Dublin Castle Tunnel found

2 Feb 1961

DOES some of Dublin’s heaviest traffic run across a seven-foot high tunnel only a few feet beneath the road surface? This startling question is being asked following the discovery of a section of “forgotten” tunnel in the Upper Yard of Dublin Castle.

Workmen probing for rock level just inside the Cork Hill entrance to the Castle this week came across the tunnel at a depth of only about two feet. It was about seven feet high, nine feet wide and bricked up at each end. The tunnel was roofed over with brick and a gas main had been laid over it without it being discovered. Mr. L. Miller, of Cementation Co. (Ireland), Ltd., where employees found the “lost tunnel,” told an IRISH PRESS reporter: ” I’m told that, when Cork Hill was being resurfaced, bricks like those roofing the tunnel were found under the setts, so it is quite likely that it runs right across the street.”

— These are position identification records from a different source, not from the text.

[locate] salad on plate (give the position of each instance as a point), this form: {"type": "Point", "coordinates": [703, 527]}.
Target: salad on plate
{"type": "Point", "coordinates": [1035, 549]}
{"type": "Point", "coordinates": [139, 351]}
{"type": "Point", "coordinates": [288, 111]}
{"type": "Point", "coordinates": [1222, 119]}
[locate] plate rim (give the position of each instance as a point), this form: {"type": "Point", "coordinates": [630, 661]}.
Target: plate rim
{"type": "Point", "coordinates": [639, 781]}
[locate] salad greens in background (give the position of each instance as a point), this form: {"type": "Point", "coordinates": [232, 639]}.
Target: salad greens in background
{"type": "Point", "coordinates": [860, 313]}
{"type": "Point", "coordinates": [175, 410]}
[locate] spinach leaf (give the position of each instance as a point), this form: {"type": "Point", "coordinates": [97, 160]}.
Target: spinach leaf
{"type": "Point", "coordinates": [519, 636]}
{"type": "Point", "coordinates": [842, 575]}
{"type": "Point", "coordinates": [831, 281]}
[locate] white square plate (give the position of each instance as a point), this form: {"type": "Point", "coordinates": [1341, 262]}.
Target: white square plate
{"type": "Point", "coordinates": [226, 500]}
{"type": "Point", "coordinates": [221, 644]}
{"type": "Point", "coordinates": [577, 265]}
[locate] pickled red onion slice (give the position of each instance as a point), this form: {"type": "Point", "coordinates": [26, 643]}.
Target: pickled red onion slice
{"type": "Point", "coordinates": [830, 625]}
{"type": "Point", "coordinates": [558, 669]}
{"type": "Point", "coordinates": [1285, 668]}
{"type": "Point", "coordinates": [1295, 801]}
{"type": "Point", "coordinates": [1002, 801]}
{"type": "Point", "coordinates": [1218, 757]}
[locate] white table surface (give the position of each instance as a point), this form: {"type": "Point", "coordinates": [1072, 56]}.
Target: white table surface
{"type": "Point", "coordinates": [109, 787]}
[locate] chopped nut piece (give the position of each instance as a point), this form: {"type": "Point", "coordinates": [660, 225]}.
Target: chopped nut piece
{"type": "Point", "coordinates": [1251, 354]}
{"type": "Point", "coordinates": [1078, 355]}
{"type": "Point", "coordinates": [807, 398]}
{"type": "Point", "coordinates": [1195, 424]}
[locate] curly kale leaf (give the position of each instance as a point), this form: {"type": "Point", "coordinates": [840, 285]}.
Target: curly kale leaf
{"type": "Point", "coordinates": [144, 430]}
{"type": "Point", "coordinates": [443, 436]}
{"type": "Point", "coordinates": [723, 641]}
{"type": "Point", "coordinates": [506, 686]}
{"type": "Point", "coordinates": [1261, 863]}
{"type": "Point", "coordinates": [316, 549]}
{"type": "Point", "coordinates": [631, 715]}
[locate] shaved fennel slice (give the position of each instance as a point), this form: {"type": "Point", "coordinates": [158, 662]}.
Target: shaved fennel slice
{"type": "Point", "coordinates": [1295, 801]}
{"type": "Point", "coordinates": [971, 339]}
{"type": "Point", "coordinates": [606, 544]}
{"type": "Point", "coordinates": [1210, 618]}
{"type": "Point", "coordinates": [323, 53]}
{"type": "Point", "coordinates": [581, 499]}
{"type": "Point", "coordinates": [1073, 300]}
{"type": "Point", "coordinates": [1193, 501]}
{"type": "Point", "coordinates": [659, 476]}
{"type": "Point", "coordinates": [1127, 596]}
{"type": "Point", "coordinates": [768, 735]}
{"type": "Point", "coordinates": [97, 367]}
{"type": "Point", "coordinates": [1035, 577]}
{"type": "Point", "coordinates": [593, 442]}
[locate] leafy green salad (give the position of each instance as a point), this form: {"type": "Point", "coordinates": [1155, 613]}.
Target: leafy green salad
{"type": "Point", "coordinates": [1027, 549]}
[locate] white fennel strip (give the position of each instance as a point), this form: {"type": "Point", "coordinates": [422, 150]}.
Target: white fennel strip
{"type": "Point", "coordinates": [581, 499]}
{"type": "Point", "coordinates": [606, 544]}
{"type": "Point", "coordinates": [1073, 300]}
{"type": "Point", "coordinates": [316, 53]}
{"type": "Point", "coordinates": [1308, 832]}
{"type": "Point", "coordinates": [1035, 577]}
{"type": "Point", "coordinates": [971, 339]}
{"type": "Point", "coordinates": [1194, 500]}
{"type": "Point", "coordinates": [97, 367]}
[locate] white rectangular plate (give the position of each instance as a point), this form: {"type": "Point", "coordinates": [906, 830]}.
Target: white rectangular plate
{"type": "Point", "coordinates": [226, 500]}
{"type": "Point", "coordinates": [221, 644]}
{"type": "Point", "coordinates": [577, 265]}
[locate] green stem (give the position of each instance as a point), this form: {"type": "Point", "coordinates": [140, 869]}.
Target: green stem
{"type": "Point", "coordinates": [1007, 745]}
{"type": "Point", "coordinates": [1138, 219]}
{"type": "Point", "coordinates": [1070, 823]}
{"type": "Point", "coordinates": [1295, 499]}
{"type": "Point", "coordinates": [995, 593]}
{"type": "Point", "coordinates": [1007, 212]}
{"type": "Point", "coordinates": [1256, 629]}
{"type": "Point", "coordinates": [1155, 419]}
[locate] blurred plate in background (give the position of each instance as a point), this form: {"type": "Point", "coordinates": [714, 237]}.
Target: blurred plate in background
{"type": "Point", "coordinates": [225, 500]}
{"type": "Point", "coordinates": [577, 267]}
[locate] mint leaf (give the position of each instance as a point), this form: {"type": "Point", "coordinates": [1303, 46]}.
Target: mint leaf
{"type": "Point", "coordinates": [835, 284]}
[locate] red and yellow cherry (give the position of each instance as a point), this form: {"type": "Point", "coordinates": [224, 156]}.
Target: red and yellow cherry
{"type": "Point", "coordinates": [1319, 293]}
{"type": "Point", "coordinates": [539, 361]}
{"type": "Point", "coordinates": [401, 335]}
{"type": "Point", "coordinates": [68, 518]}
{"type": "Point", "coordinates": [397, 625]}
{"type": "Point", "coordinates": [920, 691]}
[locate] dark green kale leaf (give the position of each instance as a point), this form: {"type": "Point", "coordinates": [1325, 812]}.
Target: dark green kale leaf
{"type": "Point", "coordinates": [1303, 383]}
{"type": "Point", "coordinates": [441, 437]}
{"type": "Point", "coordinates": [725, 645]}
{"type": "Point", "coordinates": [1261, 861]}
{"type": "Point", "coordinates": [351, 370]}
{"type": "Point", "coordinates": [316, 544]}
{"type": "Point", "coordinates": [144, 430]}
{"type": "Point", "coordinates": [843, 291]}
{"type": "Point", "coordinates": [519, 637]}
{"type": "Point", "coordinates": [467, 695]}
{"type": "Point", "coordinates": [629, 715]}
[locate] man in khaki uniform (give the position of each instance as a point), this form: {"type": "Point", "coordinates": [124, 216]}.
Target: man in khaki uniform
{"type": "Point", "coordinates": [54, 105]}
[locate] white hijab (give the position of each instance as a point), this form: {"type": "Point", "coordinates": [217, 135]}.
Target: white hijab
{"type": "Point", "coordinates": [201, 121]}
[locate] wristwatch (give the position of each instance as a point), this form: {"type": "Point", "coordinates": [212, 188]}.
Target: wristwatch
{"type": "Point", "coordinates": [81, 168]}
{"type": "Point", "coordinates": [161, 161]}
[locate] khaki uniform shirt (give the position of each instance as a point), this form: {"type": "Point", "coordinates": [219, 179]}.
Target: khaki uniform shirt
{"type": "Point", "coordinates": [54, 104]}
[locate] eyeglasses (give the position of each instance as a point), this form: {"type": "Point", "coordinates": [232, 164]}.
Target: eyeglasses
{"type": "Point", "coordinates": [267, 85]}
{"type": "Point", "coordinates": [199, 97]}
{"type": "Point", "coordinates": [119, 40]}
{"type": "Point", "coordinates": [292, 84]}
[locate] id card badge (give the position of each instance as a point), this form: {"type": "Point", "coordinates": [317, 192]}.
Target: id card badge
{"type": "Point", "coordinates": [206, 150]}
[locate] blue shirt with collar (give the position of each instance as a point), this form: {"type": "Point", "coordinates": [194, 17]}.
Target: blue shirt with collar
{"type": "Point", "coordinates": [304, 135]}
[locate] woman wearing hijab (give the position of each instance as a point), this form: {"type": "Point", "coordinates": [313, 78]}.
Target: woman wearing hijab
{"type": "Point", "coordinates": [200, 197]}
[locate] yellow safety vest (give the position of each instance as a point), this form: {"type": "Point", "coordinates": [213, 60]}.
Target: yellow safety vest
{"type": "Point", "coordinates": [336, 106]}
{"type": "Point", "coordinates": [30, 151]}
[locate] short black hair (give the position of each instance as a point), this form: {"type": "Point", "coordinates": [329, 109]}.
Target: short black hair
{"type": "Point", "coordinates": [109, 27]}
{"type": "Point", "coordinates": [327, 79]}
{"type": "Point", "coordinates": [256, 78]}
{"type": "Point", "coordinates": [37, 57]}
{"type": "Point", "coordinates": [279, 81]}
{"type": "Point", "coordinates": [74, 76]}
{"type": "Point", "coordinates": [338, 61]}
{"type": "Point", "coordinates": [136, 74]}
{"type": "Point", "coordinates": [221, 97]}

He added: “I believe that a number of such tunnels have been found in the past, like this one, unmarked on Castle plans. There is’ a theory that, at one time, the Castle was surrounded by a moat supplied from the underground River Poddle. Perhaps this tunnel was part of the exit for the water.”

Engineers probe

Board of Works engineers are to investigate the surface oi the Dublin Castle yards to see if the uncovered tunnel is an isolated instance or one of a series, perhaps linking with forgotten dungeons and vaults. Traffic passes over the tunnel area and workmen have filled it in. A spokesman for C.I.E., which daily runs dozens of buses along Cork Hill, said: “The road surface has been surfaced and resurfaced countless times in the past and no tunnel has ever been, found. I am sure that, at some time, Corporation engineers would have come across it; when the street was made, its foundations must have been probed. In any case, if there was such a tunnel, surely it would have caved in long ago.” Vindication note: The most puzzling aspect of the tunnel find was the presence of five tons of the best coal. Then older Castle employees recalled that, some years ago, a coal company employee found himself in trouble when a load of coal he was to deliver was missing. The man claimed he had dumped it down a coal-hole and, at that time, there must have been a manhole leading to the tunnel, which he mistook for the coal cellar.